A few weeks ago, I flew to the midwest United States to give a keynote talk on my most recent book. The process went so smoothly that I wanted a write a post what turned out to be my ideal speaking client.
The folks at this organization did not dilly-dally. The decision makers had clearly read both my book and my Working With Me page. I was their guy and management wanted to pull the trigger fairly quickly. In other words, my client did not string me along for months on end.
Flexibility on Dates and Travel
Based on my teaching schedule this semester, with rare exception, I can only speak on Tuesdays and Thursdays.1 Against that backdrop, my client worked with me to find a suitable date.
Beyond dates, I prefer a business-class seat for any flight over an hour. I’ve sat on the tarmac in the middle seat in coach for two hours and it’s just not pleasant.

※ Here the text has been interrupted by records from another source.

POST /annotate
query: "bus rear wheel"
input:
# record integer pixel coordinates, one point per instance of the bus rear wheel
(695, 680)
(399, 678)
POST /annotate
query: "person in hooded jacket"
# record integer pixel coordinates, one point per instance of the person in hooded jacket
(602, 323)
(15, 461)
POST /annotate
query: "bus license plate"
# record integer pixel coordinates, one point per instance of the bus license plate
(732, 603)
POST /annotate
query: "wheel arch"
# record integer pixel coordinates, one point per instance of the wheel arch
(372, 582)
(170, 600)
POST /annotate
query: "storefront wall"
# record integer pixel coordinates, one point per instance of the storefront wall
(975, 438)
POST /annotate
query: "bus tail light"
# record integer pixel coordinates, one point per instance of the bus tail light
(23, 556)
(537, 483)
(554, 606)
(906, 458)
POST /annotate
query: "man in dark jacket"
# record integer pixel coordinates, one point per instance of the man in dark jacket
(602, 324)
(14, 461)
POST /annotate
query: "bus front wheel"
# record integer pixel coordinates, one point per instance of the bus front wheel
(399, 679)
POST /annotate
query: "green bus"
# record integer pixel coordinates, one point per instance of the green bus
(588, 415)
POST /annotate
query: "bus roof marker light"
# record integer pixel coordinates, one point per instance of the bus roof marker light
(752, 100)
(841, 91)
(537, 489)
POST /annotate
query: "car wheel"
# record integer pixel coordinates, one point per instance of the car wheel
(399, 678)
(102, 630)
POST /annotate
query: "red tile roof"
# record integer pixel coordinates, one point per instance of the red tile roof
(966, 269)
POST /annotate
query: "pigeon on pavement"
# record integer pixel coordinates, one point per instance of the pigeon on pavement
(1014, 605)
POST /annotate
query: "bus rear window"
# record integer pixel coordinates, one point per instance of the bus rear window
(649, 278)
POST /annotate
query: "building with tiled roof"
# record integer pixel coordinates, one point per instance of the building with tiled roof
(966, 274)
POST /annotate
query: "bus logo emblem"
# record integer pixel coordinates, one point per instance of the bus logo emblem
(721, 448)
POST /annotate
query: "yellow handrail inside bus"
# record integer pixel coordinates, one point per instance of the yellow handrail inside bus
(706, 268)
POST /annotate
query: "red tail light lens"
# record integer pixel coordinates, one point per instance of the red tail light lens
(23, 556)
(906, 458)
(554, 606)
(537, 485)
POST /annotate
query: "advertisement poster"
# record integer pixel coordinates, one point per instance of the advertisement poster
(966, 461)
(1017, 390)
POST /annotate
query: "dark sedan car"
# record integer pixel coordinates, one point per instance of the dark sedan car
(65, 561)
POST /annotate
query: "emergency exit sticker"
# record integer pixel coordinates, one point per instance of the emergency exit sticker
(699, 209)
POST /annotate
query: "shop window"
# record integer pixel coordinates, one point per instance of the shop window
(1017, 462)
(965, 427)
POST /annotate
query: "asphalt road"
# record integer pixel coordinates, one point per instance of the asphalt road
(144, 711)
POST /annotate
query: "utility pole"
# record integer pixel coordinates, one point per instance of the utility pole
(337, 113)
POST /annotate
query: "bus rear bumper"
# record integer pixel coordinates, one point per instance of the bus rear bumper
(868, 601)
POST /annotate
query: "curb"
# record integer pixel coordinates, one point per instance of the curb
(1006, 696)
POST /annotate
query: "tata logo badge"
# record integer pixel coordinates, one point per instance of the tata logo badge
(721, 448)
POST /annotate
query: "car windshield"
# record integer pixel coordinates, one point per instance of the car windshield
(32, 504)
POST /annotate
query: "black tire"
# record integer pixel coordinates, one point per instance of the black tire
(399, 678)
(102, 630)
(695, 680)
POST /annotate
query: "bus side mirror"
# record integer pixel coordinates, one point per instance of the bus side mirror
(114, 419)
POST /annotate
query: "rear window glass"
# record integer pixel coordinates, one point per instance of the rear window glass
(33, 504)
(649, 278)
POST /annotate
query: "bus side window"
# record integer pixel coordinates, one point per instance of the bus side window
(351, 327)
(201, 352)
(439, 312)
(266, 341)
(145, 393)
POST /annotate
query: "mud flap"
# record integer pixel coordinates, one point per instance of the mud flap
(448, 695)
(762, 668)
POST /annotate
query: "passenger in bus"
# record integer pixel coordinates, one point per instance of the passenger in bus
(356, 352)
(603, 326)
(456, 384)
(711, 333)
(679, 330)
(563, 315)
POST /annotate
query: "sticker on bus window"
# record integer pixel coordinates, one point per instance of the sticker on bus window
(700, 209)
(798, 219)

Again, my client accommodated my request.
Rates and Initial Payment
I’m not the cheapest speaker out there but my rates are certainly consistent with those in my cohort. I threw out a number that felt right and my client didn’t try to nickel-and-dime me.
I don’t consider a speaking gig finalized until two things happen:
- I receive a signed contract.
- I receive a payment of 50 percent of my fee within fifteen days of the former.
True to form, my client promptly issued payment. As a result, I booked my travel the very same day.
I don’t just show up to give a canned talk. I’m a big believer in tweaking the content to meet the needs of my clients. Again, this went off without a hitch.
Although my standard contract calls for the second payment within 30 days after I speak, I was surprised to find that check in my mailbox a few days before I was supposed to leave. My client also reimbursed me for the plane ticket to boot.
Additional Travel Flexibility
The day that I was supposed to fly to the midwest looked ominous because of the polar vortex. My client didn’t want me sitting at the airport for five hours and possibly arriving at 2 a.m. on the day that I was supposed to speak—and neither did I.
Video from VICE.
As a result, my contact and I decided to reschedule the talk for the following week. Lest you think that this was trivial, rescheduling meant getting on the calendars of the top 25 people at the organization.
I’m happy to take a Lyft2 to and from the hotel and airport. Still, it’s just easier if my client arranges for ground transportation ahead of time—and that’s exactly what happened here. No, I don’t need a limo, but a nice, clean car with a friendly driver makes the travel more enjoyable.
As is my custom, I brought two signed copies of the new book for my client: one for my primary contact and one for the CEO. I was pleased to see some swag from the company including a branded winter hat. The latter couldn’t have been more timely because I forgot to bring my own.
Remaining Expenses and Follow-Up
I submitted my expenses as soon as I returned home. (Thank you Expensify.) Four days later, I found the final check in my mailbox along with a heartfelt thank-you note from my primary contact.
For each speaking gig, I want to do the best job possible for my client. When an organization treats me this well, though, how can I not want to go above and beyond? If only all of my gigs went as smoothly as this one.
What say you?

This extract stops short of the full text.